We’re glad to hear you’re as excited as we are!

mutt-r:

http://solidsoundfestival.com

wil you please take a look @ saturday’s lineup? i know it’s probably outdoors. so there will be no walls. for me to be a fly on. so instead i’d like to be a fly in those tents. or just buzzing around the campgrounds. or hell, i know….maybe i’ll just buy a ticket and go. yeah, that’s it. the play’s the thing!!

We’re glad to hear you’re as excited as we are!

Throwback Thursday: The Marshall Street Complex in 1970
Pictured here, protesting employees at Sprague Electric, which occupied the MASS MoCA complex until the mid-eighties and employed in its height over 4,000 North Adams residents.
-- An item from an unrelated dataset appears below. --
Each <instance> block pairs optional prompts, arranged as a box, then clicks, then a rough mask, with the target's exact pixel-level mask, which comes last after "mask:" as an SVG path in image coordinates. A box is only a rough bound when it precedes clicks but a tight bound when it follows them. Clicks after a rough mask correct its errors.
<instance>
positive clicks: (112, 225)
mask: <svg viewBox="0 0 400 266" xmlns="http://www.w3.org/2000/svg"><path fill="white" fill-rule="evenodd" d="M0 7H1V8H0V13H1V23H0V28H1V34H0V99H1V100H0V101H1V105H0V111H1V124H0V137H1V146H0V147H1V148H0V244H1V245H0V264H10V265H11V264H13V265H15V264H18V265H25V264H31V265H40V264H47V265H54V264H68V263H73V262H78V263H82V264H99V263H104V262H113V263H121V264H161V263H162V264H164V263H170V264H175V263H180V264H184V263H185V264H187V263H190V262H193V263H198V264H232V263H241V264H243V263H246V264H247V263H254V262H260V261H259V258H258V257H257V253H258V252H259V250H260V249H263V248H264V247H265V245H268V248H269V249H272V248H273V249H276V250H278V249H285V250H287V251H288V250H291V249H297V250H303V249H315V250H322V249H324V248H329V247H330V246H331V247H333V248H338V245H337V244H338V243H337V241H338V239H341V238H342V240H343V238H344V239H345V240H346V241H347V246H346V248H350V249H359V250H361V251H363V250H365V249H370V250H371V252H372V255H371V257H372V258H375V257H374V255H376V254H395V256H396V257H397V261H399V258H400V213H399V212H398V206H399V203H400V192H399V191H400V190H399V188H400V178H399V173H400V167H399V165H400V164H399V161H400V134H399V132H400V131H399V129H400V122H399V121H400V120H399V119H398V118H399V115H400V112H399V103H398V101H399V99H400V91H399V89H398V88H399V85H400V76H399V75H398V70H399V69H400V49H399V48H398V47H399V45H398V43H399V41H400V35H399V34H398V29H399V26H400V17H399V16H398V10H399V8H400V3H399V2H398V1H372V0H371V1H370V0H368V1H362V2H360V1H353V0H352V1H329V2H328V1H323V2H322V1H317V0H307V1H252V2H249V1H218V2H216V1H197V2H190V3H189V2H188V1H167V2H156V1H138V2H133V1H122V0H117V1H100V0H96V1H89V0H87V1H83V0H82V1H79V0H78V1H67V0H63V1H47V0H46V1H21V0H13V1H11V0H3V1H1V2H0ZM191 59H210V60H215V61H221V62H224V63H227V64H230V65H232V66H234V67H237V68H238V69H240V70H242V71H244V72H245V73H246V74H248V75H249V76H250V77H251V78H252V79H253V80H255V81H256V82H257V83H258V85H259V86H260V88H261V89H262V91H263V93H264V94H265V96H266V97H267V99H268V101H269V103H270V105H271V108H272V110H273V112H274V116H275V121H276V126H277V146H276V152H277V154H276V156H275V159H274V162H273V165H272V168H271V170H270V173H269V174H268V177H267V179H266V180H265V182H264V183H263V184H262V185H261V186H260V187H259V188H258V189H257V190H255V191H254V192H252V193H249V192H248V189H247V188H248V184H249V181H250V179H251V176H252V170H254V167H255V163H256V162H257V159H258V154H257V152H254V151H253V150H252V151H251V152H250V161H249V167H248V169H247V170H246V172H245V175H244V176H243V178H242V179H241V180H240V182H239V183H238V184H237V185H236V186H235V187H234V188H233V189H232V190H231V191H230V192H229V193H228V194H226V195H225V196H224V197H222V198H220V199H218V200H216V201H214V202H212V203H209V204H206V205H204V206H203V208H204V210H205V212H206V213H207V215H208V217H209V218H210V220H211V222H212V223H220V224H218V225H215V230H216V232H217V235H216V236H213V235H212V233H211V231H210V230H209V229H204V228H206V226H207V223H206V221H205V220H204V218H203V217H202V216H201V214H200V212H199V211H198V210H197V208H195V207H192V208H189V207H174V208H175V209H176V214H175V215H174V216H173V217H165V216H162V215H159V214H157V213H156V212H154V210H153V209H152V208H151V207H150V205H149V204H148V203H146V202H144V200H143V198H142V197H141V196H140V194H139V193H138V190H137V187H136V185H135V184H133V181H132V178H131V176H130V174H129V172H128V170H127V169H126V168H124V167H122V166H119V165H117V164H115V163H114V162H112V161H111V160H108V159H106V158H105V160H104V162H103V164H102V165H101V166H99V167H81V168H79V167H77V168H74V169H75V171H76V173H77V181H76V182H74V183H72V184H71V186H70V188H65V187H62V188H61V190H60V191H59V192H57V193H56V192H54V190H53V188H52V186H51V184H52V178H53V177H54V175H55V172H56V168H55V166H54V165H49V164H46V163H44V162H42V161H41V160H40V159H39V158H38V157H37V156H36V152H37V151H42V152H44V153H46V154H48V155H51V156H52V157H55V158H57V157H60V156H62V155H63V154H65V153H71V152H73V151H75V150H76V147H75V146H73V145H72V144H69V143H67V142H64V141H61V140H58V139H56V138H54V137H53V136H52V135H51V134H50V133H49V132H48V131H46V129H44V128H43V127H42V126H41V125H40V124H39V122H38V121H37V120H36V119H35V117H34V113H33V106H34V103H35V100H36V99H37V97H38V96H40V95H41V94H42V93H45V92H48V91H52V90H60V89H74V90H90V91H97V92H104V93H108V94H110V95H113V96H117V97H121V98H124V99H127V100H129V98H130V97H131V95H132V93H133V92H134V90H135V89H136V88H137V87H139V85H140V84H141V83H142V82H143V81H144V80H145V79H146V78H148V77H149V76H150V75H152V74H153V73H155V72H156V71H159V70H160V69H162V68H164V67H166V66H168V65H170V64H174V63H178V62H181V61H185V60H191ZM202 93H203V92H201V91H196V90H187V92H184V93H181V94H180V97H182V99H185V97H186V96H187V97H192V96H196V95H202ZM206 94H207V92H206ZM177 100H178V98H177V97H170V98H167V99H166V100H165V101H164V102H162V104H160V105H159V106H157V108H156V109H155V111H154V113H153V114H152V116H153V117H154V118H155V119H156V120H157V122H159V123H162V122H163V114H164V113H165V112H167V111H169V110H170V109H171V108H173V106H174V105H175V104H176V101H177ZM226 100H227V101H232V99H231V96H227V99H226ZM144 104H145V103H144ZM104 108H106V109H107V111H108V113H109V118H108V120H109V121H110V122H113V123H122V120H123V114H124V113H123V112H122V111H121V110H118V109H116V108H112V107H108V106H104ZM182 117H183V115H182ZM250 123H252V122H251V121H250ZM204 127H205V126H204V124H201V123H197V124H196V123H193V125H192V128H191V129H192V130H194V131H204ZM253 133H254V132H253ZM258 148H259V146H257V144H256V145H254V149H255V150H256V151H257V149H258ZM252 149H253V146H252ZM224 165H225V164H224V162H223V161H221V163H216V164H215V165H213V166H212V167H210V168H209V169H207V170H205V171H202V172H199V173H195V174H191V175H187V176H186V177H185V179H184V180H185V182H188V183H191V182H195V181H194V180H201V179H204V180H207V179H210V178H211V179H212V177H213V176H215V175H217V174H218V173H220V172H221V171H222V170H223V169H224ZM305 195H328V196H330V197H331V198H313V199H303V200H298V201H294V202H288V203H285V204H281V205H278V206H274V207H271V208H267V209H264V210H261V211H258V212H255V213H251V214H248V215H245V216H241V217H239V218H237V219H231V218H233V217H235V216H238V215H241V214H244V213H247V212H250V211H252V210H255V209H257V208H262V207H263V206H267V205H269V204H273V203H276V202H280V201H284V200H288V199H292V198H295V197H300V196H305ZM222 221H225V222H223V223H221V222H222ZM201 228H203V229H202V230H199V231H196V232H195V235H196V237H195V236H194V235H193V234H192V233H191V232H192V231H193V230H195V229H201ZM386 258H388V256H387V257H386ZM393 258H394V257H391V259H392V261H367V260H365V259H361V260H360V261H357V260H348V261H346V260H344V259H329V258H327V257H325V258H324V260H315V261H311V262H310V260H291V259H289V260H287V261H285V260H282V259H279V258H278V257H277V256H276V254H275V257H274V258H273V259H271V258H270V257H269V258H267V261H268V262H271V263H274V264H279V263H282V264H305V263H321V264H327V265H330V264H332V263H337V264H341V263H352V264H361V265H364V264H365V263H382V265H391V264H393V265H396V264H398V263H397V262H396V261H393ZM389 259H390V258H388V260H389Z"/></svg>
In 1970, relations between the factory and its workers became more than a little chilly due to a contract dispute. The rising costs of labor and international competition in the electronics market eventually forced Sprague to close its doors.

Throwback Thursday: The Marshall Street Complex in 1970

Pictured here, protesting employees at Sprague Electric, which occupied the MASS MoCA complex until the mid-eighties and employed in its height over 4,000 North Adams residents. In 1970, relations between the factory and its workers became more than a little chilly due to a contract dispute. The rising costs of labor and international competition in the electronics market eventually forced Sprague to close its doors.